You've had some good advice here so far. Let me start off my post with a couple questions (or so ;) ). First of all, currently are you and your wife only sexually active with each other? If so, is it a safe assumption that you two are clean? Have you two been exclusive and/or tested since becoming a couple?

It's good that you mentioned you two are looking for "friends first". That is always a must, in my opinion, for anything of a sexual nature. Ultimately, you'll have to trust your gut on this third party. You'll have to trust that up to the point of the "new" testing he is clean. (HIV can show up long after exposure, therefore testing may not always be accurate!)

Planned Parenthood is one of many places a person can go for STD testing, but if someone does not have health insurance I'm sure PP is the cheapest alternative. They do accept both men and women as clients/patients. And, all three of you will need your own, personal, appointment. (If you're lucky with time slots, ya'll may be able to go the same day.)

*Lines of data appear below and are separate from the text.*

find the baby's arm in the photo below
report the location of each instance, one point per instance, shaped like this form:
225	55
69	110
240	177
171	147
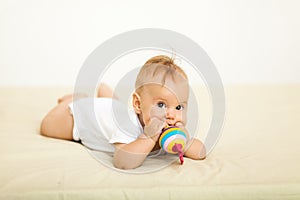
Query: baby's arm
195	148
132	155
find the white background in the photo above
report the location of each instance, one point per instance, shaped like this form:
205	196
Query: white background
44	43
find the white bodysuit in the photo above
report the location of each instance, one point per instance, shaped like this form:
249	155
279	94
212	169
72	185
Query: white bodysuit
101	122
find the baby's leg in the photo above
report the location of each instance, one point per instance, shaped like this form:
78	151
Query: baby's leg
58	123
105	91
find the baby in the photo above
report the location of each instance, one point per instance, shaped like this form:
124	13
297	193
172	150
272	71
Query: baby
160	99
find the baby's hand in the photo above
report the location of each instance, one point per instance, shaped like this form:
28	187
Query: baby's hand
154	128
181	126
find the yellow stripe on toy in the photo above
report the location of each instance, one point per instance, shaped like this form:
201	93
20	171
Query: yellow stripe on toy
173	140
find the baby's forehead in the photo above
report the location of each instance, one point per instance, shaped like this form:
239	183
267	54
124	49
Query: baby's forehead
170	92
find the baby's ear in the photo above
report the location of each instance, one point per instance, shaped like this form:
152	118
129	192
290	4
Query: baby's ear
136	103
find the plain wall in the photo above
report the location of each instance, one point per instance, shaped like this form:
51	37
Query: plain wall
44	43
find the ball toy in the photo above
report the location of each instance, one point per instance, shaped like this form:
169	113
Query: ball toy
173	140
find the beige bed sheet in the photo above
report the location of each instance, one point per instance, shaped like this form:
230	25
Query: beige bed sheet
257	156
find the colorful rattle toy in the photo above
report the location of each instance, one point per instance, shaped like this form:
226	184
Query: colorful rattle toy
173	140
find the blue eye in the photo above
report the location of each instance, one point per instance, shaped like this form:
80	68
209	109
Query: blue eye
179	107
161	105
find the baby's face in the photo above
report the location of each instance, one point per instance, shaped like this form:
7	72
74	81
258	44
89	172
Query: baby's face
168	102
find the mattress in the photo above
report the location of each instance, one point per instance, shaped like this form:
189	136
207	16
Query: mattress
256	157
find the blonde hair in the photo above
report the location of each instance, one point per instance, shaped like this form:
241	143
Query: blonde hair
158	65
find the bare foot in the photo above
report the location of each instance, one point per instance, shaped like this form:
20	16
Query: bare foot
64	98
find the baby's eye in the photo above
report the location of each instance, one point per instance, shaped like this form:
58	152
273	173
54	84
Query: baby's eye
179	107
161	104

Keep in mind that you still have somewhat of a wait once your appointment is done. (And I'm not sure if different states have different "rules" or if PP is the same nationwide, but...) Usually they do not contact you unless something comes back positive in all tests but HIV, and that you have to come in personally for those results. Even if they're negative, they take you to an office to keep things confidential.

As others have mentioned, though, what's "wrong" with using condoms with this man? Sure, they're not 100% affective, but they're more affective than bareback!